A visit to Sizewell B in Suffolk is an eye opener. The white dome that rises like a hi-tech St Paul’s Cathedral above Dunwich Heath is testimony to the latest fashions of fission. It also gives us a clear reminder that there is more than one way to spell the word “licensed”.

When you turn off at the Vulvan Arms pub for the approach road you boldly go towards one of the world’s most advanced pressurised water reactor power stations (a setting that would grace the finale of any James Bond movie) and prepare to take a step into the Star Trek age. You are about to learn and be reassured. The emphasis is on clarifying instruction and calming public relations. Photos of youngsters in hard hats adorn the pamphlets and the message is that “learning is fun with interactive touch-sensitive video screens and computer consoles programmed for question and answer sessions you operate yourself.”

The courtesy minibus, equipped with an instructional video, waiting to give visitors a ride around the reactor is just one of the instruments that will help to soothe you as you learn that the nuclear power industry contributes less than one thousandth of the radiation we receive from all sources.

While you wonder at the mighty dome you will be informed by a smiling air-hostess-style guide that the structure is so strong it can withstand the shock of being hit by an aircraft in flight and that it can endure the unlikely event of an earthquake.

But as the visiting schoolteacher, who has spent many years drumming in the rules about how to spell “licence” when it is a noun and “license” when it is a verb, comes face to face with this masterpiece of modern technology he is greeted by the words “You are entering a licenced nuclear site.”

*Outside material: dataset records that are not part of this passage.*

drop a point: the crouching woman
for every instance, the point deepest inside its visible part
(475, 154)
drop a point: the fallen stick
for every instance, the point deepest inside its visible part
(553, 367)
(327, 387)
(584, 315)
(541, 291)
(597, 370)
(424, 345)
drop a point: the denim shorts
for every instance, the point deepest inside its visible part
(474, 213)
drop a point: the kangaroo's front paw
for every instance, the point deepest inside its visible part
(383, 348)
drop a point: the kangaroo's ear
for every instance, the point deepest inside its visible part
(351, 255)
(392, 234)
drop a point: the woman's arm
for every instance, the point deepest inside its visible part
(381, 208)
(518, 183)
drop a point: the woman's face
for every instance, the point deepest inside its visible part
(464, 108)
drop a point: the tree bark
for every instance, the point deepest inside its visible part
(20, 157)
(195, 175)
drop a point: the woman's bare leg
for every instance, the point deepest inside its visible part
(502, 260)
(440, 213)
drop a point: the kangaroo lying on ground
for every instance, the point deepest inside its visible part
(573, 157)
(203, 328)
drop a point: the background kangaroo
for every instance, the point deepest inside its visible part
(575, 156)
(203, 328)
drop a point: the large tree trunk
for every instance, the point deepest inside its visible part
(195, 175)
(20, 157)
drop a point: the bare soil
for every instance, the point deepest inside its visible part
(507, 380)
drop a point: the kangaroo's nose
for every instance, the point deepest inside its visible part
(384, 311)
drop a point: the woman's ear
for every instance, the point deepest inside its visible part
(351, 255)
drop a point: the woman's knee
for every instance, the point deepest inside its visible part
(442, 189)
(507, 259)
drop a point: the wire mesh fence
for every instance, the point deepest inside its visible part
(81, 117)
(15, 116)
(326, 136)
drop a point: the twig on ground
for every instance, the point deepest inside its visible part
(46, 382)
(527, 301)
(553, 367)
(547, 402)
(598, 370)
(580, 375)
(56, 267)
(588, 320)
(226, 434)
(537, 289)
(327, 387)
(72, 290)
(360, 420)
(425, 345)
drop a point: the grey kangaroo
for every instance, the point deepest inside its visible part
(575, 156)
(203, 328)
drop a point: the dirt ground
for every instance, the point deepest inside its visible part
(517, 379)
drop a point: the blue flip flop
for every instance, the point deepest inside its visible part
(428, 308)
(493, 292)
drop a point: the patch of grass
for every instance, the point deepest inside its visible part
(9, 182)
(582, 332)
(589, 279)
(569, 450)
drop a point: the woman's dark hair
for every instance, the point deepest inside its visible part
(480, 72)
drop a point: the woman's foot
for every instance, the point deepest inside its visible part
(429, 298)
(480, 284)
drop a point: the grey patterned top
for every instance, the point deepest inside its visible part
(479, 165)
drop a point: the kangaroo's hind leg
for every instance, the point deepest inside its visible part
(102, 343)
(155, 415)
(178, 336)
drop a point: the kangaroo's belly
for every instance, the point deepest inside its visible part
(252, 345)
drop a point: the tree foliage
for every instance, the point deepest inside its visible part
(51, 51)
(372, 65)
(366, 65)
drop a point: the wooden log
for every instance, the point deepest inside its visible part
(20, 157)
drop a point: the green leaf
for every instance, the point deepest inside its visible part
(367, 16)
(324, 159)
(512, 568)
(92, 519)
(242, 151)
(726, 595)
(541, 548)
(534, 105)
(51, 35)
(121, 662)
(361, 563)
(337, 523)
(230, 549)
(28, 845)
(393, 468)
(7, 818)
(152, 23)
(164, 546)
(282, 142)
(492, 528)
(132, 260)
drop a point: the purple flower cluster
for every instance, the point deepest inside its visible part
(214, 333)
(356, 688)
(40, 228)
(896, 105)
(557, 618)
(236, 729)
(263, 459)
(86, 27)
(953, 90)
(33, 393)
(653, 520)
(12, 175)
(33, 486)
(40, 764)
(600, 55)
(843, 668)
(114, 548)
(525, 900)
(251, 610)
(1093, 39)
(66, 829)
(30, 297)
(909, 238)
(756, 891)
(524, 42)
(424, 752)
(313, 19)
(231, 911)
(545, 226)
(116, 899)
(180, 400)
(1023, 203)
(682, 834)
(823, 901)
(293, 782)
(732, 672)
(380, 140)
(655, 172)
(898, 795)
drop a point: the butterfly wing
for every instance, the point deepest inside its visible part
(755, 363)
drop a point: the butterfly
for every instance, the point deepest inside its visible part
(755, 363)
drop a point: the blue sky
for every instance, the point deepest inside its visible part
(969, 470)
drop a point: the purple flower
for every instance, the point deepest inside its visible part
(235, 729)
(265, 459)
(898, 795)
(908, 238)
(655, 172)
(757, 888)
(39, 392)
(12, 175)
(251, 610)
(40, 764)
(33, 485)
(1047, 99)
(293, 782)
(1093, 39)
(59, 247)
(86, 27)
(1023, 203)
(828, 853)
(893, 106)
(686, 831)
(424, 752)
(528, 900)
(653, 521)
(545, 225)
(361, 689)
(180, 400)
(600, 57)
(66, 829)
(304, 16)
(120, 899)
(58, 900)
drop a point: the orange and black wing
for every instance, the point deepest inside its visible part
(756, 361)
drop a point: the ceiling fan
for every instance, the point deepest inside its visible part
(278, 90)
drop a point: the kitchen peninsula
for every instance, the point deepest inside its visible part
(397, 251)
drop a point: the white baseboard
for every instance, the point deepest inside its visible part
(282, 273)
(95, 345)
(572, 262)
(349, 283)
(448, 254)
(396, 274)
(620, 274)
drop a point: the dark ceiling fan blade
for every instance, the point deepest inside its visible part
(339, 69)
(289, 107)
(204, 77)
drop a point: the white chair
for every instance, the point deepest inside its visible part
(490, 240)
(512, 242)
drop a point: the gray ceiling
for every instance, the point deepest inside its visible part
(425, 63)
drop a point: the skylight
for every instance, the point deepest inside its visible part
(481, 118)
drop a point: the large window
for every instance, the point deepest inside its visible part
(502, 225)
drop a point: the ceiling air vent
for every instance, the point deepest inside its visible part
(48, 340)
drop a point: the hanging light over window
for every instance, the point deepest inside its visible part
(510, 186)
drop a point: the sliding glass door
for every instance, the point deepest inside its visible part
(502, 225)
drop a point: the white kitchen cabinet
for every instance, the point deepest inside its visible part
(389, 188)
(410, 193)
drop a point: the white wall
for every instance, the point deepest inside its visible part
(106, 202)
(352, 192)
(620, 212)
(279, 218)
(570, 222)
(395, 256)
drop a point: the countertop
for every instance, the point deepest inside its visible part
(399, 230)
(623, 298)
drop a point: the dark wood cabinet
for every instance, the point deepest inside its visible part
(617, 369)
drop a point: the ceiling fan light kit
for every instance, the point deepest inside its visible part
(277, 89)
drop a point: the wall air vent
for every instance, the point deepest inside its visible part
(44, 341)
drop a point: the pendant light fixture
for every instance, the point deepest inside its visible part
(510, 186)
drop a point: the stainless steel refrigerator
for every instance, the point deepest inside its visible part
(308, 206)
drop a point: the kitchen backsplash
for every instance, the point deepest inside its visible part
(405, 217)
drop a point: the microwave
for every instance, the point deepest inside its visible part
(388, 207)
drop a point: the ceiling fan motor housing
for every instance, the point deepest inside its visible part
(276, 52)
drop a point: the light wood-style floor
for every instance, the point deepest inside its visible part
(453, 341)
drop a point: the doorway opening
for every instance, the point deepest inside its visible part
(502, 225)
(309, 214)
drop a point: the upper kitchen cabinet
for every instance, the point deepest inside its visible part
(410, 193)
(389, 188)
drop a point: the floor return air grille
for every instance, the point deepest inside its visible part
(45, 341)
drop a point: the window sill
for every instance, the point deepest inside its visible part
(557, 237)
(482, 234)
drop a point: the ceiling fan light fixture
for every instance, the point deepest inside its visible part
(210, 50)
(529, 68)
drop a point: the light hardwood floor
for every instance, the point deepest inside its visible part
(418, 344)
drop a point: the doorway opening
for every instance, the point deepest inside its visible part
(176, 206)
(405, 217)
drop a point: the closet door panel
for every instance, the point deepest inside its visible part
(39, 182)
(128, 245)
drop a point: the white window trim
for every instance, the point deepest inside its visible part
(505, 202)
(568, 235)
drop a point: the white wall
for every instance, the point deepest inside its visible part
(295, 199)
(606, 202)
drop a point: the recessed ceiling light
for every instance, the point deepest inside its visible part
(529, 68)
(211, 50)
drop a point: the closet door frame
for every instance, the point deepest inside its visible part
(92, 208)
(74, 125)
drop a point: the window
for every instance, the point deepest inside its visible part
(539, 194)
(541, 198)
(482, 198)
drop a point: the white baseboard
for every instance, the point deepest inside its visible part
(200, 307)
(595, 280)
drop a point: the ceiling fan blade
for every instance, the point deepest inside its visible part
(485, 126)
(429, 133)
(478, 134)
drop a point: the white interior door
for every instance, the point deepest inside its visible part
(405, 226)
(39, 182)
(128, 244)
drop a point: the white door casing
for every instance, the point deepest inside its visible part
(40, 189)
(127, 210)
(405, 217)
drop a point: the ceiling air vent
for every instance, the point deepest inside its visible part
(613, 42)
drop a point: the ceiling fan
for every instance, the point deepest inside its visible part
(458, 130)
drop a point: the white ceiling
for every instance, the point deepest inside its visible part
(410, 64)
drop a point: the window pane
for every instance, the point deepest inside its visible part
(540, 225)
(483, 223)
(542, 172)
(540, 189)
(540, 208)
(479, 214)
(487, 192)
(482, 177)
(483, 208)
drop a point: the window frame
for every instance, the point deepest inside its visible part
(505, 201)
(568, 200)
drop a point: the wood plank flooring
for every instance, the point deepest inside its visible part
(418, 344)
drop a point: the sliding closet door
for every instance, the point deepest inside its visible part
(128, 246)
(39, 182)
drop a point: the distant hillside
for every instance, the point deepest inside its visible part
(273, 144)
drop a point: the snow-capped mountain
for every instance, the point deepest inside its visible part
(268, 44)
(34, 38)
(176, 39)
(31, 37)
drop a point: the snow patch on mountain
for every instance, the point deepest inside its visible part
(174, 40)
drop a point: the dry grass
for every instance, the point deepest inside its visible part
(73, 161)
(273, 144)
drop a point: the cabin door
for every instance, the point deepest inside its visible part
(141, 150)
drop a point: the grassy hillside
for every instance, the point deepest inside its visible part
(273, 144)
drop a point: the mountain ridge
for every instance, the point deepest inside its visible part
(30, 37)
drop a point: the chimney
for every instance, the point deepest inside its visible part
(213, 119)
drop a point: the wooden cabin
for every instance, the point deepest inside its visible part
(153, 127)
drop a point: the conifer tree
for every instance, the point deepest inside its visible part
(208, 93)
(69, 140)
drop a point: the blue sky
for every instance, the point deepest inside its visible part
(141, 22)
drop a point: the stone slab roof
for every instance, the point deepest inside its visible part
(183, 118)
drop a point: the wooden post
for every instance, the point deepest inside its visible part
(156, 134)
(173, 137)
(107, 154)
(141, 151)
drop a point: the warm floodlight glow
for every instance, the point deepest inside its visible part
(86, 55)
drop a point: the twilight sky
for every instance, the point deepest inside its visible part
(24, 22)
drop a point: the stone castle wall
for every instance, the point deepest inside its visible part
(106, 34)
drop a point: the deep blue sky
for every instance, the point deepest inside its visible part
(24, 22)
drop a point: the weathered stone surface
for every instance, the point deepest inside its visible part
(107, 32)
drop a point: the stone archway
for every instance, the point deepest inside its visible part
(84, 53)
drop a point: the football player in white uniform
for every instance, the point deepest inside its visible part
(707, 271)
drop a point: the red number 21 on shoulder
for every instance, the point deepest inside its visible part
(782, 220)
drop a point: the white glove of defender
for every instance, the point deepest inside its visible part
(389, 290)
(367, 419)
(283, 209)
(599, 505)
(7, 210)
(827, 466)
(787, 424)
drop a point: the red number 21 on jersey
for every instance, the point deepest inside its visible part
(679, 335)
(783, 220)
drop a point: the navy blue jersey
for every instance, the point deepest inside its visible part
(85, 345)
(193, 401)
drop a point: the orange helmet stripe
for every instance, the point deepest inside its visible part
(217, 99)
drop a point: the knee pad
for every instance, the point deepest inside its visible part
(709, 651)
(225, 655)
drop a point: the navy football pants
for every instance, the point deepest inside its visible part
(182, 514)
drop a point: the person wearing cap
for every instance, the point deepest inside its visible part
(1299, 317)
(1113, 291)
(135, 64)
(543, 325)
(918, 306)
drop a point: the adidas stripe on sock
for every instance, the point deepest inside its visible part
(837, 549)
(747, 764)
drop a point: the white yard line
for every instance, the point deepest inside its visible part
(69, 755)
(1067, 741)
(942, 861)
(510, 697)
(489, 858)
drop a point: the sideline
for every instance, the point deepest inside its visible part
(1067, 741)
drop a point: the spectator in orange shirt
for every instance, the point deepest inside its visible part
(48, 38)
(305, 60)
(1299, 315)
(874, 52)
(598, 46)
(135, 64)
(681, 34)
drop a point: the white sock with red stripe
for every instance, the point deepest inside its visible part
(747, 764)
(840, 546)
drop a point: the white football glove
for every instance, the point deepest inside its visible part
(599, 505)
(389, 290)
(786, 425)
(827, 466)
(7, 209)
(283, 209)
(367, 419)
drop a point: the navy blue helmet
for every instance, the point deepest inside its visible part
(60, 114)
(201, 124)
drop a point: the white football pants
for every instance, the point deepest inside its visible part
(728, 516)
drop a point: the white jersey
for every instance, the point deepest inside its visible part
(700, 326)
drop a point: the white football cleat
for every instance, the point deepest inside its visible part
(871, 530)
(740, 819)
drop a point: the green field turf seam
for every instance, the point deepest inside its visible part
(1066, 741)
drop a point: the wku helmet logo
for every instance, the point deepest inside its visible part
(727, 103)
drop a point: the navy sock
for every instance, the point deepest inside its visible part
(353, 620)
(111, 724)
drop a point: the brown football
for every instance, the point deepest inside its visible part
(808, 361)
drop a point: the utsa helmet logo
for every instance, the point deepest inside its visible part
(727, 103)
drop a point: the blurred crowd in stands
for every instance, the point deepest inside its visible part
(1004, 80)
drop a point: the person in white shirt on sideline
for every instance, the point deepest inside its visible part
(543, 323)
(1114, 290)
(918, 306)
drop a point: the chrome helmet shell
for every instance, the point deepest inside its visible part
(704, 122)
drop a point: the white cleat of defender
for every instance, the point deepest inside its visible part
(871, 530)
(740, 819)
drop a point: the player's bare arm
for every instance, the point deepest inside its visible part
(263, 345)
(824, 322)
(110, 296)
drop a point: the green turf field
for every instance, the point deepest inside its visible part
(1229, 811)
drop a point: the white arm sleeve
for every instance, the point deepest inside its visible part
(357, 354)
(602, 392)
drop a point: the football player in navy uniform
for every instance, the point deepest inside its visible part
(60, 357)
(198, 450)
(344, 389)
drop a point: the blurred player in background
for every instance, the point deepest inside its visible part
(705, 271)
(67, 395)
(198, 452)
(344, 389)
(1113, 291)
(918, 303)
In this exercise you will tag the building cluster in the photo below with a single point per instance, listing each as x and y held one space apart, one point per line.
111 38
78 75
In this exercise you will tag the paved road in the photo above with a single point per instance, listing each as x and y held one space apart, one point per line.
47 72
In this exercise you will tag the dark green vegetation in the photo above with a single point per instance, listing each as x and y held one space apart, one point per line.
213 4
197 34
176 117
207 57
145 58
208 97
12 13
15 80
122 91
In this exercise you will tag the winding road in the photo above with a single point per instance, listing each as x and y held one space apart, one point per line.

Then, using the time-honoured teaching technique of repetition, they tell him on a succession of signs along the perimeter fence: “This is a licenced nuclear site.” Just in case he has forgotten, after being blinded by a science that can satisfy the electricity needs of a population the size of East Anglia, he is told as a parting shot: “You are now leaving a licenced nuclear site.”

At one and the same moment he is confronted by the marvellous possibilities of the human mind and the muddle of the English language. The Oxford Guide to English Usage tells him that advice, device, licence and practice are nouns, while the related verbs are spelt with -se. But the dictionaries do allow variations. It spells confusion for impressionable youngsters.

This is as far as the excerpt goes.